The last couple of days, I’ve been working on a work-around or solution for missing symlinks making virtual machines unmanageable in the vSphere Inventory. In KB1033591, VMware has described a work-around to re-create the symlink when it has disappeared.

HP (and VMware) support have informed me on way to prevent the symlink from disappearing. I immediately posted this on Twitter. @vConsult, @gklooste, @Scorpinus and myself suspect we we’re experiencing the disappearing symlink only on hosts installed with the HP customized install CD, although this has not been verified to be the cause of this bug by VMware or HP. I’m not sure if the bug will not manifest itself when reinstalling the hosts with a vanilla ESXi CD or updating the host to 4.1 Update 1. I will try to verify if hosts installed using the vanilla ESXi installation CD are experiencing this bug as well.

Anyways, I wanted to share the instructions on how to prevent the symlinks from disappearing:

Engineering are aware and are currently investigating this issue. They have suggested the following work around to stop the issue occurring:
To workaround this issue:
Stop SFCBD on the ESXi host with the command:

/etc/init.d/sfcbd-watchdog stop

To make this change persistent on reboot, run these commands:
chkconfig sfcbd-watchdog off
chkconfig sfcbd off

Note: When you disable SFCBD, you cannot view the hardware status on the ESXi host.If hardware monitoring is an environmental requirement, you can extend the amount of time before the issue recurs:
Note: Depending on the system workload, this change may temporarily resolve the issue.
From the ESXi Shell, edit the
/etc/sfcb/sfcb.cfg

file using a text editor.
Search for the entry
provProcs: 16

and change the value from 16 to 12.
Run this command to restart sfcbd for the changes to take effect:
/etc/init.d/sfcbd-watchdog restart

Update: In the comments section below, Michael has pointed out that VMware KB 1035564 contains related information on disabling the sfcbd-watchdog:

“This issue occurs due to exhaustion of VMkernel resources. It occurs more frequently on hosts where OEM CIM providers have been installed, which may be caused by the added load of having CIM Providers under sfcbd.”

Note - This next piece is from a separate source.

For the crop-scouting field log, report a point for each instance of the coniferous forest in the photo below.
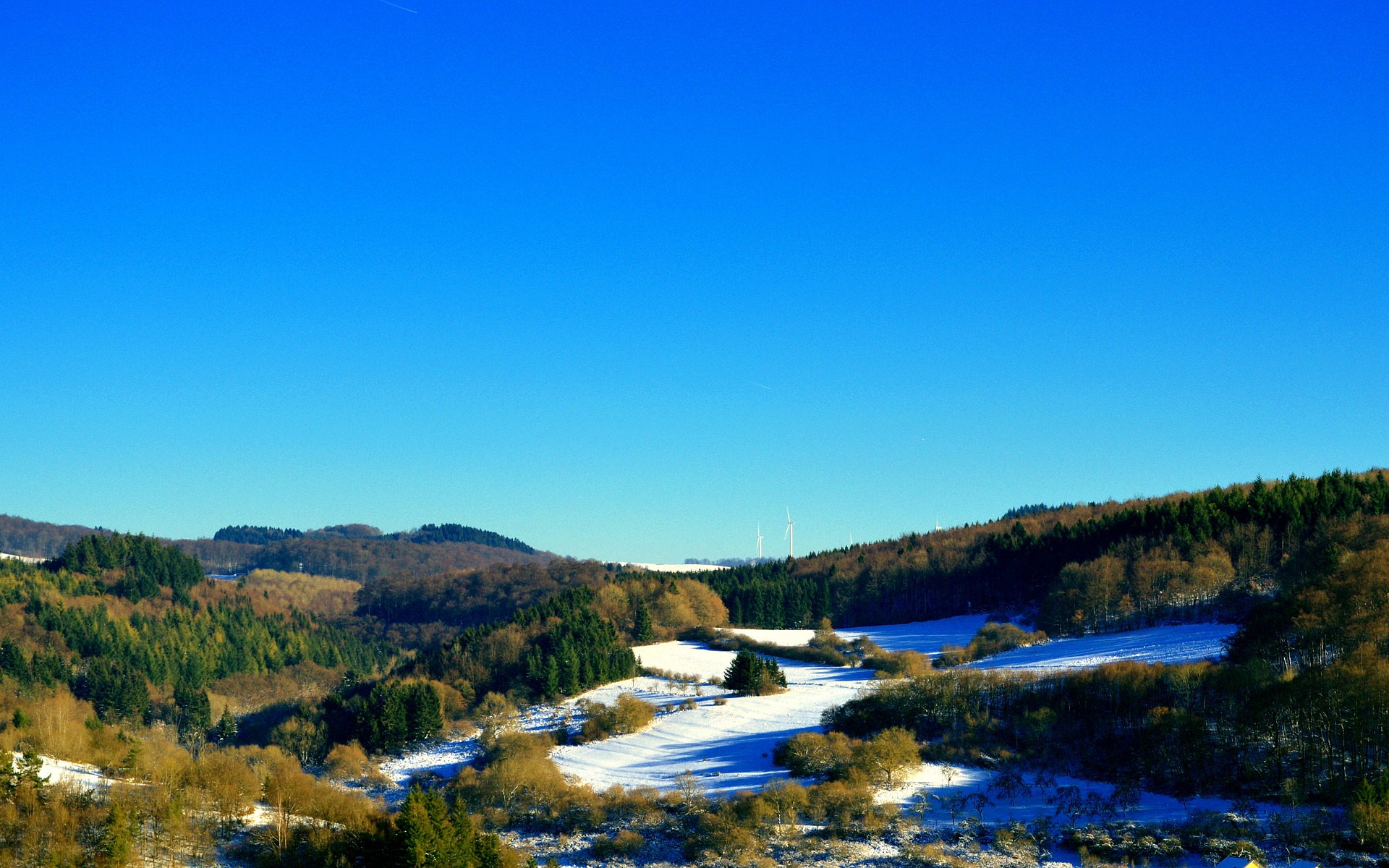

Update 2: After evaluation all nine ESXi-hosts in this environment, it seems that only the hosts installed with the HP customized version are suffering from this bug. Checking if the advanced settings ‘UserVars.CIMoemProviderEnabled’ is present on the hosts is a good way to determine if the host was installed with a HP customized version (value is present) or vanilla version (value isn’t present).